MoneySense Magazine, April 2004
Relax, it’s just tax
Why does the other guy always get the best tax breaks? Because the other guy is an urban myth.
This article was first published in the April 2004 issue of MoneySense.
I used to get really worked up about my income tax return. Every year, from the moment my T4 income slip arrived in the mail to the moment I dropped the completed package off at the post office, I was consumed with dread. Sorting out all my necessary receipts and filling out all those dratted forms would take the better part of a weekend. “I give half of my income to the government,” I’d complain. “Why do I have to give them my weekend, too?” That was justification in my mind to put off the inevitable until scant days before the April 30 deadline. By then, of course, it was too late to read up on all the supposed loopholes and write-offs I should be cashing in on. Convinced I was paying more than my fair share, I enviously cursed the more organized types (damn them!) who’d filed early and now had nothing to do but rub their hands together in anticipation of their juicy refund cheques.
Unless you’re one of the super-efficient few who had a stamp on your income-tax envelope in February, I suspect you can relate to at least part of my story. So you’ll probably be as happy as I was to learn why the other guy always gets the best tax breaks: it’s because “the other guy” is an urban myth. According to Michael Veitch, a Toronto accountant who does taxes for the crème de la crème of Canada’s music industry, including The Tragically Hip, you aren’t missing anything, simply because there are no spectacular tax-break secrets to let you in on. The five main deductions you can claim against your employment income are charitable donations, child-care expenses, union or professional dues, medical expenses and RRSP contributions. For Veitch’s money, an RRSP contribution is the only one that’ll make a noticeable dent. “If you’re an employee and you’re getting a T4 slip, that’s all you’ve got,” he says. In other words, putting as much as you can into your RRSP each year is your best way to save on taxes.
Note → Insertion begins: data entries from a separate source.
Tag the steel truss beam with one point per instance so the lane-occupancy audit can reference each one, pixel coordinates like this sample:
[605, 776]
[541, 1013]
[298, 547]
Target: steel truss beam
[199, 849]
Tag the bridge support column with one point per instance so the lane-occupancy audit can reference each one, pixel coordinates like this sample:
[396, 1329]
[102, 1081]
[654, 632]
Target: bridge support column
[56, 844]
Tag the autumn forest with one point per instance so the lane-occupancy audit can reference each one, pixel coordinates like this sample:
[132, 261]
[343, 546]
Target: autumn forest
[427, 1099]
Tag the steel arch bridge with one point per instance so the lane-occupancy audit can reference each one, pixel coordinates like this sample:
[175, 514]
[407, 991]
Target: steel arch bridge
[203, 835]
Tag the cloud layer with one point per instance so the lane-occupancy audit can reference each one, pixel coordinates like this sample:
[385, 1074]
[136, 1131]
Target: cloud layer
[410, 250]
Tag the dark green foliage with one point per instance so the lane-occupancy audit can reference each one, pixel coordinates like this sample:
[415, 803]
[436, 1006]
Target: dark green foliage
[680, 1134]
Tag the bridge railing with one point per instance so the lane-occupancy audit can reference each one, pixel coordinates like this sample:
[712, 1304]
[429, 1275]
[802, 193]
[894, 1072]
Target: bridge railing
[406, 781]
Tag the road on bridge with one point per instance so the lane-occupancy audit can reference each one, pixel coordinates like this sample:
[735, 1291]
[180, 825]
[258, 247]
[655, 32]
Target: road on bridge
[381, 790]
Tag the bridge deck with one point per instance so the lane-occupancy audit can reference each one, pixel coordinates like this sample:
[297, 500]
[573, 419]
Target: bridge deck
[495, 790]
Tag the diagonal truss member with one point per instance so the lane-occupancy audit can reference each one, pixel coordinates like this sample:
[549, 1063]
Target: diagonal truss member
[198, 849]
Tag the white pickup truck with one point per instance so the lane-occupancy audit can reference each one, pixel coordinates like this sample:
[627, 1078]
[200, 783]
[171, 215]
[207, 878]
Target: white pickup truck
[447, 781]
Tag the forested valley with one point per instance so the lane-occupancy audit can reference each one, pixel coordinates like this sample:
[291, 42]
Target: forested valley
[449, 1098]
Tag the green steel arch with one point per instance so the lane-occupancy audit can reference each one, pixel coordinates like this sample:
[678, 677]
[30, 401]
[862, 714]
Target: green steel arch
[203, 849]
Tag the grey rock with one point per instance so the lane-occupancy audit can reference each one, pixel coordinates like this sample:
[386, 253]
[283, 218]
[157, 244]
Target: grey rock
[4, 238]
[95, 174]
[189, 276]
If you’re already doing that, you should be just fine.
It is true that there are strategies you can use to trim your tax bill if you have more than one source of income or if you have a number of non-sheltered investments that have appreciated nicely over the past year. For most of us, though, the key to tax time is to relax. Take a deep breath, stop looking for magical deductions and write-offs that don’t exist, and concentrate on making the task of filing your annual return as quick and stress-free as possible. One way is to delegate the job to a professional tax preparer like H&R Block. But if, like me, you would sooner pay someone to go through your underwear drawer than hire a stranger to do your taxes, your home computer may offer the perfect (and private) solution.
Tax-filing software, such as the topselling QuickTax series, has been around for more than two decades now. It has become increasingly easy to use and very affordable. For instance, it costs just $12.95 per person or $19.95 per family to use the Internet version of Ufile. Meanwhile, Taxwiz and QuickTax Standard packages that you install on your PC allow you to complete tax returns for up to six members of the same family for $24.95 and $39.95 respectively. Although you won’t go wrong with any of these packages, if you’re already keeping track of your day-to-day finances using Quicken software, you may want to choose QuickTax, since it allows you to easily transfer information from one program to the other. Or try QuickTax Platinum ($79.95), which has sophisticated scenario tools that help you plan years into the future. (Beware: computer newbies may find these tools more mind-boggling than helpful.)
A beautiful feature of all these programs is they do all the necessary math in a split second, eliminating the need for you to backtrack and recalculate 16 sections of your return when you change the value of one tiny box. When you’ve finished plugging in all your data — a process that’s done in a fraction of the time that pencilling in everything would take — the software alerts you to fishy bits in your return, reducing your chance of an audit.
For nervous types like me, the latter feature alone makes tax-preparation software worth the money.